The defense chief said the bombardment could be a political move to help build credentials for the son.

"Our judgment is that North Korea carried out the attack to consolidate the succession process in the country by showing off the leadership of Kim Jong-un," Minister Kim told lawmakers. "After revealing the new uranium enrichment facility on Nov. 12, we judged that North Korea made the artillery attack to give Kim Jong-un the status of a strong leader."

Kim also said that South Korean and U.S. troops have upgraded their surveillance alert against the North by a notch to the second-highest level to Watchcon-2 from Watchcon-3. He promised to bolster firepower on the five northernmost islands, including deploying more K-9 self-propelled Howitzers onto Yeonpyeong.

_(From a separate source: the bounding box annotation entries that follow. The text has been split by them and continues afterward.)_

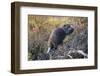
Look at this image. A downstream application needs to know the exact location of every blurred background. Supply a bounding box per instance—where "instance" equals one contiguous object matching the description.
[28,15,88,60]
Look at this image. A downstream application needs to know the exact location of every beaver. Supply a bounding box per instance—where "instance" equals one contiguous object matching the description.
[47,24,74,53]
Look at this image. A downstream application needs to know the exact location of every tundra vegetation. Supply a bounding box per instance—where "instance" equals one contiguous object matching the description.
[28,14,88,60]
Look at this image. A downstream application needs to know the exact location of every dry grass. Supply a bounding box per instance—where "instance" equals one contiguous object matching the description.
[28,15,88,60]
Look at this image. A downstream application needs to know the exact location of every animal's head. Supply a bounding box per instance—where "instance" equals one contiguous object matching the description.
[62,24,74,35]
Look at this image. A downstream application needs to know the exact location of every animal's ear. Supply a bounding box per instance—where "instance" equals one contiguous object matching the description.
[63,24,70,27]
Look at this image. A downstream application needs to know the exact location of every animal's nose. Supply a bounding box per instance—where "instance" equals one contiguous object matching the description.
[71,25,75,29]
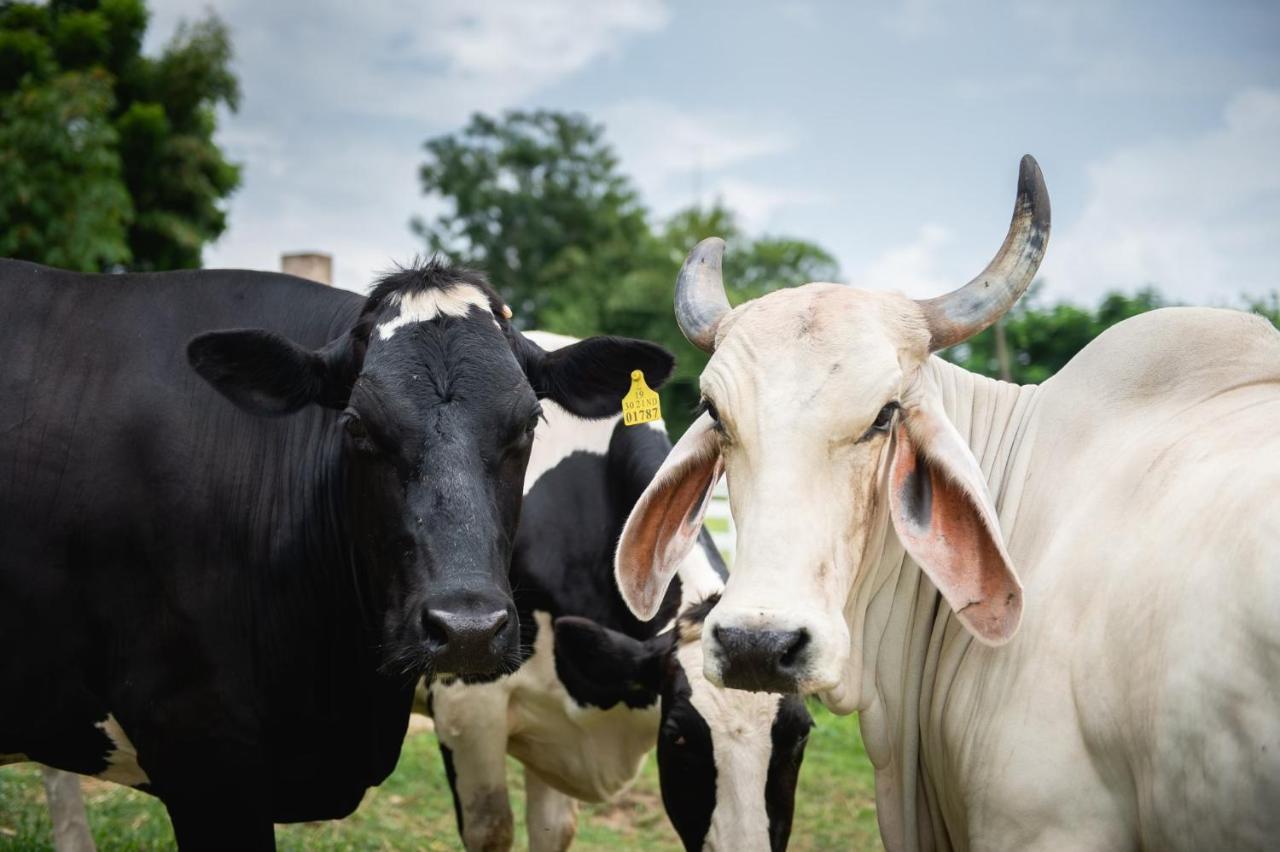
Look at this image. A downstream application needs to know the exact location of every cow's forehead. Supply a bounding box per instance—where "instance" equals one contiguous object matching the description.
[701,284,929,416]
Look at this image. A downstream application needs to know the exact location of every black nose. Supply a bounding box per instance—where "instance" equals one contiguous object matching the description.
[422,609,512,674]
[713,626,809,692]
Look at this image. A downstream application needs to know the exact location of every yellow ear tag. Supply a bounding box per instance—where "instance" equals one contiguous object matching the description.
[622,370,662,426]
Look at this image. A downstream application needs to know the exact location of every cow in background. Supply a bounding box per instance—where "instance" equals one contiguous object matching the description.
[428,333,813,852]
[0,261,672,849]
[618,157,1280,852]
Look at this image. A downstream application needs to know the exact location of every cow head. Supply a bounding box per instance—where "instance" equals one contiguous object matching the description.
[556,595,813,849]
[617,157,1050,706]
[188,262,672,675]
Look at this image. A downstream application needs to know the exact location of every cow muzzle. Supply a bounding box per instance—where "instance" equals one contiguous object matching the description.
[703,608,849,695]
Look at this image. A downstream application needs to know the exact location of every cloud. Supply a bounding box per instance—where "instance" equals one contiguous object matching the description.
[1043,88,1280,302]
[156,0,668,125]
[147,0,668,289]
[599,100,819,230]
[851,224,956,298]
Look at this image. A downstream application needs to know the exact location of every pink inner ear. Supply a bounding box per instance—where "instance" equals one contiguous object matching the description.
[890,423,1021,643]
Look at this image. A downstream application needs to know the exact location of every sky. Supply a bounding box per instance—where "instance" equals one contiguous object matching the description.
[147,0,1280,304]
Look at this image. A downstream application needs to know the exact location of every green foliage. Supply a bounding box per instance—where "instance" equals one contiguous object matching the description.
[412,111,838,434]
[0,72,131,270]
[412,111,649,331]
[0,0,239,271]
[616,203,840,435]
[942,281,1166,384]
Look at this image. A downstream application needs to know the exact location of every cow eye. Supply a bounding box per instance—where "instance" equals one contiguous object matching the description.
[525,407,547,435]
[342,409,376,453]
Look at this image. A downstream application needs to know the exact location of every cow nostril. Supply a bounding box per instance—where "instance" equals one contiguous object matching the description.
[489,610,511,638]
[778,628,809,672]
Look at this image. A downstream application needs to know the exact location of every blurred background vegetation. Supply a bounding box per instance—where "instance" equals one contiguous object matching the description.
[0,0,1280,849]
[0,0,241,271]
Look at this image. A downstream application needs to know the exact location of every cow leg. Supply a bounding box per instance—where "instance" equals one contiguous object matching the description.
[431,684,515,852]
[41,766,97,852]
[525,768,577,852]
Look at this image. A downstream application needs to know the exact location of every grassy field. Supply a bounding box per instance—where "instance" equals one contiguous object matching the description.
[0,707,881,851]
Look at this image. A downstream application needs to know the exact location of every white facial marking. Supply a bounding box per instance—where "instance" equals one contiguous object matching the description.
[676,641,778,849]
[378,284,502,340]
[93,714,151,787]
[525,331,667,494]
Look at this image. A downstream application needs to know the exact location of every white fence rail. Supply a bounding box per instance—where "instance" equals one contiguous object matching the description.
[707,478,737,568]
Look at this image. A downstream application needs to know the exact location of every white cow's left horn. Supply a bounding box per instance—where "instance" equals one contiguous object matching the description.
[921,154,1050,352]
[676,237,730,352]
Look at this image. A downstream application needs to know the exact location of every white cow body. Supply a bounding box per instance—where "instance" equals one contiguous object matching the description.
[849,310,1280,849]
[617,156,1280,852]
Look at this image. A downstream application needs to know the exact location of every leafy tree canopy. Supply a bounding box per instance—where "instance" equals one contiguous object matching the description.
[412,111,838,434]
[0,0,239,271]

Lawmakers lambasted the defense chief, claiming that South Korea's response to the shelling came too late and too weak. South Korea returned fire, shooting about 80 rounds toward coastal artillery bases in North Korea, only 13 minutes after coming under attack.

Kim pledged to revise the code of engagement to ensure that the country gives at least twice as strong a response when under attack. The minister also said, however, that the government took into consideration the possibility of the clash escalating into a full-scale war.

Later Wednesday, the foreign ministry planned to brief all chief foreign envoys stationed in Seoul on the North's attack. But officials gave a measured response to the possibility of bringing the case to the U.N. Security Council for punishment of the communist nation.

"We haven't set our position on that yet," a foreign ministry official said of the possibility of a U.N. referral, speaking on the condition of anonymity. "I think we have to do some calculations of the cost and benefit of that before making our position."

The attitude reflects concern that it would be difficult to win support from China and Russia for a strong Council action against the North. The two countries are among the five veto-wielding permanent members of the council and have closer ties with North Korea than any other major nations.

Beijing and Moscow also refused to back Seoul's efforts to condemn North Korea for the March sinking of a South Korean warship, which killed 46 sailors.

South Korean stocks and the local currency opened sharply lower on Wednesday morning, but were paring losses later in the day. Financial authorities reassured investors that the geopolitical risk may only have a limited impact on the local financial sector due to the country's solid economic conditions.

"Unless the event further worsens, the impact will be only temporary given similar incidents in the past," the finance ministry said after holding an emergency economic policy meeting early in the morning with officials from the central bank and financial regulators.

South Korea will inject more liquidity into the market to counter excessive herd behavior, the ministry said after an emergency meeting of economic officials.